Mais cette fois, les marchés obligataires n’ont pas suivi. Le taux d’intérêt sur la dette américaine à 10 ans avoisine 2,5% et, malgré l’intervention renforcée de la BCE, les taux sur la dette européenne n’ont pas retrouvé les minima du début d’été. Les USA y sont pour beaucoup. La normalisation monétaire de la Fed en cours (hausse des taux directeurs et réduction du bilan) justifie à elle seule un ajustement à la hausse des taux obligataires américains. Le fait qu’en parallèle, Washington négocie une réforme fiscale qui stimulera encore une économie et un marché de l’emploi qui tournent déjà à plein régime, tout en augmentant les déficits budgétaires américains et donc la charge de la dette qui pèsera sur l’Etat américain, n’est pas de nature à calmer le jeu.

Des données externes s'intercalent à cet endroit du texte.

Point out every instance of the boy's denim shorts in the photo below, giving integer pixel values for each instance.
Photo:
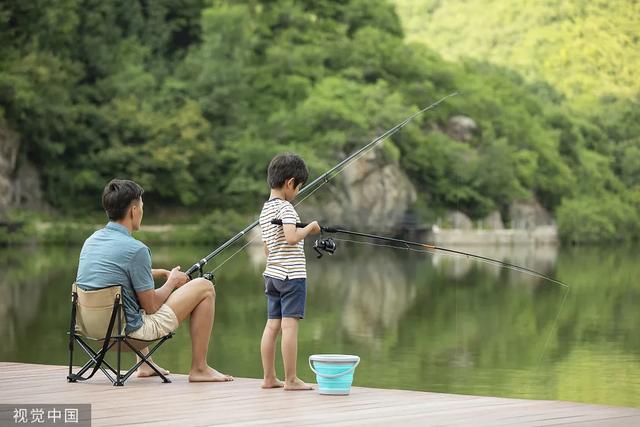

A l’heure où les taux obligataires américains augmentent, la BCE empêche ceux de la zone euro de suivre. Et comme la dette d’Etat européenne, déjà inintéressante à nos yeux, le devient encore plus, c’est notre devise qui flanche. Néanmoins, cette dynamique ne saurait durer, et, tôt ou tard, les taux de la zone euro s’orienteront à leur tour à la hausse, certes pas vers les niveaux d’avant crise, mais à la hausse tout de même. La tendance entamée aux USA laisse donc entrevoir le retour à une nouvelle normalité.